Using 10x: What is it?

In this multiplication strategy, students use their knowledge of the tens times tables and the relationship to the five times tables to solve questions.

Overview

In all grades, practice in composing and decomposing numbers into ones, tens, and sometimes hundreds will help students link these important concepts to multi digit computations. When working with 10x, It is beneficial for students to understand why they can ‘add a zero’ and have the understanding that the number is getting ten times larger. Simply teaching to just add a zero does not support deeper understanding but is rather a procedure.

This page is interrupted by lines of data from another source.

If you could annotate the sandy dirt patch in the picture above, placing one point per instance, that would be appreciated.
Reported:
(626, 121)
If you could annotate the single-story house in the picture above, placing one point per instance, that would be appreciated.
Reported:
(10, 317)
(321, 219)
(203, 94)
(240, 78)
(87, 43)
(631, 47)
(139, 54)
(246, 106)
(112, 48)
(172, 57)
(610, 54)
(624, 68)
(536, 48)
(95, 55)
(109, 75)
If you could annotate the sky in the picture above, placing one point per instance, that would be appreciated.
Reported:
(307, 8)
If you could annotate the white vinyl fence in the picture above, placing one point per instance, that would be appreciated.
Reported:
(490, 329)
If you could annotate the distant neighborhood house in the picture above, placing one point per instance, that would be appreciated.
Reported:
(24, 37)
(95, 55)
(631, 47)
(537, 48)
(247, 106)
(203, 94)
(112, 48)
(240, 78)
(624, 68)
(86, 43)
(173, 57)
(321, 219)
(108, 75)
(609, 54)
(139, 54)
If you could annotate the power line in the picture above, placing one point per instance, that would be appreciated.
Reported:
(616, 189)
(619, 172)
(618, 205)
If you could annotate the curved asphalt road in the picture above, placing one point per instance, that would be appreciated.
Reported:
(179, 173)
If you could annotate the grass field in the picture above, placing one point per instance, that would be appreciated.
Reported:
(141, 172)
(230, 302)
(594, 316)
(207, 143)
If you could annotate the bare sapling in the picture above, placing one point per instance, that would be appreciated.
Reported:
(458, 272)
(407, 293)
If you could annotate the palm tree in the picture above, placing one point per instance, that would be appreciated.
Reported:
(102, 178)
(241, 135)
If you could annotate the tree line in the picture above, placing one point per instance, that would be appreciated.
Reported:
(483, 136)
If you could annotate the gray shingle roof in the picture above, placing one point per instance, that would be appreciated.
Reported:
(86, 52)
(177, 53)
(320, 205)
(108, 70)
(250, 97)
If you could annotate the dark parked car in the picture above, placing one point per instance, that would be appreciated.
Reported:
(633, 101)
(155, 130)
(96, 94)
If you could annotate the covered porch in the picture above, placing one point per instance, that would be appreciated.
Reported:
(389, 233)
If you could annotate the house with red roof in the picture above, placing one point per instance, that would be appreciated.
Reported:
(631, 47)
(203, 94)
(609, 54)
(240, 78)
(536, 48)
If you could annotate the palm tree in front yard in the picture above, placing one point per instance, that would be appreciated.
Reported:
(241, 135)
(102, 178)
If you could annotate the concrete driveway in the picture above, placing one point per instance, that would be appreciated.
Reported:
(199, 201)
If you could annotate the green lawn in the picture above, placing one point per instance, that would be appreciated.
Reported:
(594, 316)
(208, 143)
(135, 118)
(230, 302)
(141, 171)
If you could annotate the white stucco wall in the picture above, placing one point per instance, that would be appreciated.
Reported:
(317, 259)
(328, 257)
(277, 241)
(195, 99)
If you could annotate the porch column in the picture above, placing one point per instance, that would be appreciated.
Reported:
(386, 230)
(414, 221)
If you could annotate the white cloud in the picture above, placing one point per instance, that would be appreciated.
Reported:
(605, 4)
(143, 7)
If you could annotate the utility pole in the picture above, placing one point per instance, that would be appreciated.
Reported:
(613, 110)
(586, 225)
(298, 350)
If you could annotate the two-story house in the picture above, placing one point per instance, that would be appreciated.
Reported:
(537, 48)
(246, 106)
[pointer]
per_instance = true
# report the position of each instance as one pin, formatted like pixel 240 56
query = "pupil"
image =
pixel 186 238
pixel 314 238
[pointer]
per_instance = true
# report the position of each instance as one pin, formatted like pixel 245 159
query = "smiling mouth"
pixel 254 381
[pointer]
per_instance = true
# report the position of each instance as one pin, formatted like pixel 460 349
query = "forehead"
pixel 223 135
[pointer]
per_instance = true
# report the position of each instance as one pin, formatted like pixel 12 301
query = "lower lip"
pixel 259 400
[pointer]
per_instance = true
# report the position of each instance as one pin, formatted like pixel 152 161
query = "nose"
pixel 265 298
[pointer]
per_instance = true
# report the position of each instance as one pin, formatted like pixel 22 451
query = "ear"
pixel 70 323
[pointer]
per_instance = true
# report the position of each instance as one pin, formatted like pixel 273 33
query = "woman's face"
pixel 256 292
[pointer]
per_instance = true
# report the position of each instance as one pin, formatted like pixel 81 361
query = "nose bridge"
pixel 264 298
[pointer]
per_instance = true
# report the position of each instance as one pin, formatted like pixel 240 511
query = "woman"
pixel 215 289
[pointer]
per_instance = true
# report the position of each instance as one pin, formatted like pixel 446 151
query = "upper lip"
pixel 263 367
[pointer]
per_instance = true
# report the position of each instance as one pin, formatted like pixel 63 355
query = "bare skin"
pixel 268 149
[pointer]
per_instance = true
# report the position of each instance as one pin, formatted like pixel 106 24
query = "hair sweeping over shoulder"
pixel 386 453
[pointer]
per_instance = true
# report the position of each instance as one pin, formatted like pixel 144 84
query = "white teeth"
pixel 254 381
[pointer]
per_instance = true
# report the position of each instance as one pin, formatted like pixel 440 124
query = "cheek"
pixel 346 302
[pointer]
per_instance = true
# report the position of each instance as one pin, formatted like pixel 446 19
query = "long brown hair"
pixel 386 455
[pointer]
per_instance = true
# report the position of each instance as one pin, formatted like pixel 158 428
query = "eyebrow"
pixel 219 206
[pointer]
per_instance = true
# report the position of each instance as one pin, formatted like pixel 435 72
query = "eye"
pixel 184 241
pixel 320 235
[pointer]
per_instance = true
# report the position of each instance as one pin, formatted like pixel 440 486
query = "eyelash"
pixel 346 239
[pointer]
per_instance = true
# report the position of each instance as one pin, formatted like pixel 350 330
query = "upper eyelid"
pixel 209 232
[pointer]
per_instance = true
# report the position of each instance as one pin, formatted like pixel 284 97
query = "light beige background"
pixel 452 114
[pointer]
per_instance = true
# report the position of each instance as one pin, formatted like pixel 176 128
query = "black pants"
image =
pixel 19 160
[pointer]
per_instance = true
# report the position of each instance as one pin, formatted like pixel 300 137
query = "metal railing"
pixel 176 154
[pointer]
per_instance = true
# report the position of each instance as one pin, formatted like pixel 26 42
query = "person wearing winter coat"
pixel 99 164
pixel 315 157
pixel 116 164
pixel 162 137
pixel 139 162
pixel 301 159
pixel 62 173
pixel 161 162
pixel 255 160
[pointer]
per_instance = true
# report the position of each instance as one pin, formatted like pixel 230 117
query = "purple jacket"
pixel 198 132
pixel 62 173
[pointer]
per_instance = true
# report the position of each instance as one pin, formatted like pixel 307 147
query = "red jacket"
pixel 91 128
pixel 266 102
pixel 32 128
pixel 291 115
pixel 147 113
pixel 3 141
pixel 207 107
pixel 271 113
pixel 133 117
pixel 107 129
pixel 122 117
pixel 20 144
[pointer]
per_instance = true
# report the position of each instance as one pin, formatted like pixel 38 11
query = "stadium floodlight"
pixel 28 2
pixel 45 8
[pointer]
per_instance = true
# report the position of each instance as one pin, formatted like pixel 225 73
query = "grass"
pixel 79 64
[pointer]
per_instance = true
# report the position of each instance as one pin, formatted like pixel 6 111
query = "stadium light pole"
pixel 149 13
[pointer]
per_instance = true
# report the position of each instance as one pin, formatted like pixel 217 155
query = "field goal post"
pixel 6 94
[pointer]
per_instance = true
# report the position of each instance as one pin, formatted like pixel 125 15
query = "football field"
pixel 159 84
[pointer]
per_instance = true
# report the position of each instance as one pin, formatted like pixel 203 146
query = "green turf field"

Notice that after multiplying a whole number by 10, there is always a 0 in the ones place of the product. This happens because after all the digits have moved left one place you end up with 0 ones. You can extend the same thinking to multiplying by 100 and 1000. 

It may be tempting to simply give students rules about adding a zero to the end of the number when multiplying it by 10. However, it is important to focus on why adding zeros makes sense. With a firm foundation in why we add zeros, students will understand when it is appropriate to add zeros or when it isn't. For example, you don't add a 0 to the end when you multiply a decimal by 10 (4.2 x 10 = 42). 

The 10 X strategy is an essential building block as many strategies for multi digit multiplication depend on decomposing numbers into their place value to multiply by 10, 100, or 1000. This strategy will support students’ understanding of multiplying decimals and measurement conversions. It will also support students’ understanding of dividing by 10. 

Where to Next?

Once students are confident recognizing their 10x facts they can be encouraged to explore 5x as half of the x10 fact.